Biofuels are proving to difficult and costly to produce, all while traditional fossil fuels become more competitive thanks to advancements in hydraulic fracturing and horizontal drilling. While some plants have arisen and begun producing small amounts of biofuel, particularly as “drop-in” additives, costs remain prohibitive. To really make a go at supplanting a large portion of America’s demand for fossil fuels, the amount of biomass that factories would have to churn through would be truly incredible. One estimate is that that price of oil would have to be above $1,000 a barrel in order for algae-based biofuels to break even, while sugarcane fuel needs a price of about $170 a barrel (and only with cheap South American sugarcane). The industry appears to be at a turning point, and scientists must work especially hard to fuel this once-promising field.



The next generation of robots is being built on their interaction and union with human ability and ingenuity. The latest technologies work to break down the barriers—both literal and figurative—between man and machine. By collaborating, you can “combine the dexterity, flexibility and problem-solving skills of humans with the strength, endurance and precision of robots.” Assembly-line robots in particular are often fenced off today, when in fact General Motors and BWM are finding that by introducing more safety measures and slower machines in some parts of the line that quality and efficiency can drastically improve.
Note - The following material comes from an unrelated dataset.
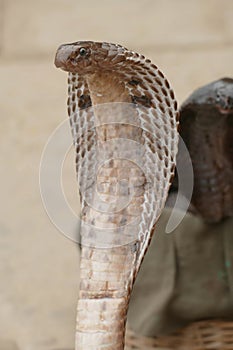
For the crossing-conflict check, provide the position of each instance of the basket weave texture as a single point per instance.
(211, 335)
As The Economist goes on to note, “Robots capable of teaming up with people are typically used to perform tasks that are being automated for the first time, so productivity gains are especially high—provided the devices are quick and easy to program.” That’s where software gains are especially helpful in allowing robots to discern human commands and make better decisions without any human input. Some engineers are now focused more on making robots seem more human-like, even down to embedding machines with particular faults, so that their users will grow more comfortable working alongside them. Ultimately, the most significant benefit from robotic collaboration will come down to the unknown ways that humans will change their work habits or adapt their relationship with machines as a result. The Economist concludes thusly: “Whether on the factory floor, at home or in the classroom, the evolving relationship between human robots will be defined by a process of collaboration.”